COVID-19 has accelerated the use of digital transactions. This brings both benefits and risks for consumers and supervisors. For consumers in particular, digital transactions, notwithstanding their greater convenience, are prime targets of financial scams and frauds. This report’s findings draw from 20 responses to FinCoNet SC3’s “Survey on supervisory challenges relating to the increase in digital transactions (especially payments)”, which was distributed to FinCoNet Members in August 2021 and was open for responses until September 2021.
This report aims to:
- Explore the impact of digitalisation and the increase in digital transactions — especially payments — since COVID-19 and, in particular, the impact on market conduct supervision;
- Provide an overview of the challenges for supervisors associated with cybersecurity risks and tackling financial scams; and
- Identify effective approaches that market conduct supervisors are employing to harness the benefits of digital transactions and mitigate the risks for consumers.

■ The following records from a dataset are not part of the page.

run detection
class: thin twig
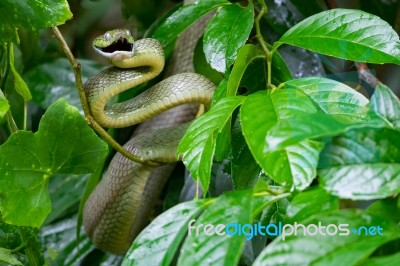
[52,27,160,167]
[355,62,379,88]
[254,0,274,88]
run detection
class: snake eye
[104,32,111,42]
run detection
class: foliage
[0,0,400,265]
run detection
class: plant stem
[0,43,18,133]
[52,27,160,167]
[254,0,274,89]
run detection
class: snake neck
[84,39,165,128]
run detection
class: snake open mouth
[96,37,133,53]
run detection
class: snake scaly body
[84,27,215,254]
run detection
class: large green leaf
[226,44,265,96]
[153,0,231,46]
[263,140,323,190]
[231,119,262,190]
[40,216,95,266]
[178,191,253,265]
[318,128,400,200]
[0,0,72,44]
[240,89,322,189]
[371,82,400,129]
[122,200,210,266]
[46,174,88,224]
[285,188,339,223]
[274,9,400,64]
[0,91,10,119]
[253,210,400,266]
[284,77,369,121]
[203,4,254,73]
[177,96,245,194]
[264,109,383,152]
[0,99,107,227]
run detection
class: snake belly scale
[83,29,215,254]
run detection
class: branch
[254,0,275,89]
[355,62,379,88]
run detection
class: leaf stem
[0,43,18,133]
[52,27,160,167]
[254,0,274,89]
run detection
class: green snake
[83,29,215,254]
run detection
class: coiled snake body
[84,30,215,254]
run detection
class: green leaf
[285,188,339,223]
[367,198,400,222]
[0,247,23,266]
[363,252,400,266]
[273,8,400,64]
[263,140,323,190]
[227,44,265,96]
[231,119,262,190]
[240,90,321,189]
[46,174,88,224]
[0,0,72,44]
[203,3,254,73]
[371,82,400,129]
[24,58,102,109]
[318,128,400,200]
[284,77,369,121]
[177,96,245,195]
[122,200,210,266]
[153,0,231,47]
[40,216,95,266]
[0,90,10,119]
[10,44,32,102]
[0,99,107,227]
[253,210,400,266]
[264,112,382,152]
[178,191,253,265]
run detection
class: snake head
[93,29,134,64]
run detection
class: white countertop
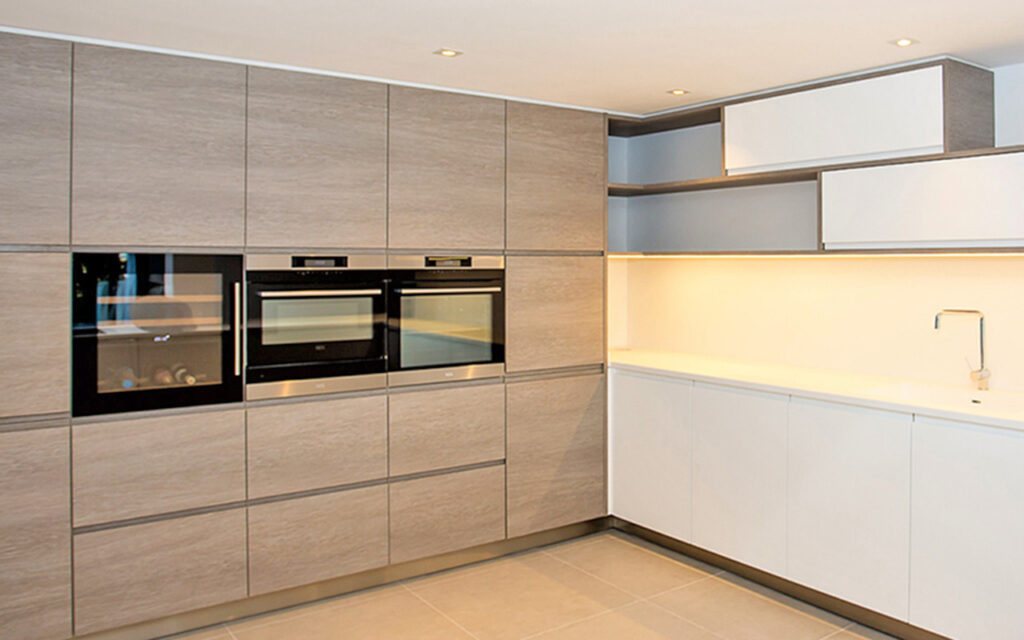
[608,349,1024,431]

The following key findings emerge from this report:
Governance, frameworks and challenges
- In all responding jurisdictions, there is at least one authority responsible for the regulation and supervision of payments. This is most often carried out by a single authority such as a central bank. Cooperation arrangements regarding digital payments among different authorities are fairly common, even in jurisdictions where the responsibility is not shared.
- The most common types of payment providers subject to market conduct supervision are banks and payment institutions. Telco providers and platforms are less commonly subject to market conduct regulations.
- Four key challenges arise in the supervision of digital payments: vulnerability to cyber risks; vulnerability to frauds and scams; need to adapt regulation and supervisory practices; and lack of awareness among consumers.
Market conduct supervision tools & consumer awareness initiatives
- Authorities adopt a range of methodologies toward market conduct supervision of digital payments services. Two models were identified: risk-based classification of providers; and defined standards. For some authorities, market conduct supervision rules differ according to the payment channel used; in other cases the same requirements apply regardless of the distribution channel (digital or non-digital).
- Regarding supervisory tools, on-site inspections, off-site inspections and analysis of complaints data were deemed some of the most effective tools to detect misconduct in the field of digital payments. The COVID-19 pandemic has elevated the urgency of implementing remote supervisory activities, often using SupTech tools.
- Responding authorities ranked sending supervisory letters and issuing guidelines among the most effective corrective actions to take when misconduct has been detected. • Authorities are now commonly employing staff with expertise in digital technologies, as well as providing specific technology-related trainings to the supervisory teams responsible for overseeing digital payments and conduct of business.
- Authorities are deploying communication strategies and campaigns to inform consumers about the characteristics and risks of digital payment services.
Security incidents, scams and frauds
- In most jurisdictions, the number of security incidents, scams and frauds linked to digital payments have increased in the past three years. The most commonly affected instruments/mechanisms are internet banking, mobile banking and payment cards.
- Among different consumer groups, frauds and scams most commonly affect seniors and/or newly retired people, retail investors, and immigrants.
- The most common sources used to monitor security incidents or scams and frauds are reports from PSPs and complaints data. Consulting with other authorities at a national level is also common for monitoring security incidents – less so for the purpose of monitoring scams and frauds.
- To track emerging security risks, authorities establish specific initiatives, such as data collection from supervised entities, public/private sector information sharing platforms, coordination with telco authorities, information sharing mechanisms with foreign regulators and international payment system networks. Emerging risks may also be monitored based on insights from innovation hubs and regulatory sandboxes established to foster technological innovation in the financial services industry.
- Authorities reinforce the importance of ongoing and comprehensive monitoring of security incidents, scams and frauds linked to digital payments, highlighting that reporting requirements by regulated entities are one of the most relevant information source used to monitor them. Moreover, authorities emphasised the relevance and utility of exchanging information about security incidents, scams and frauds with foreign financial supervisory authorities or with international organisations (such as FinCoNet).
The role of digital payments in consumer finance is growing fast. Market conduct supervisors need to be prepared to monitor new payment products, business models and providers, in order to stay abreast of the conduct risks, ensuring adequate conduct supervision and consumer protection.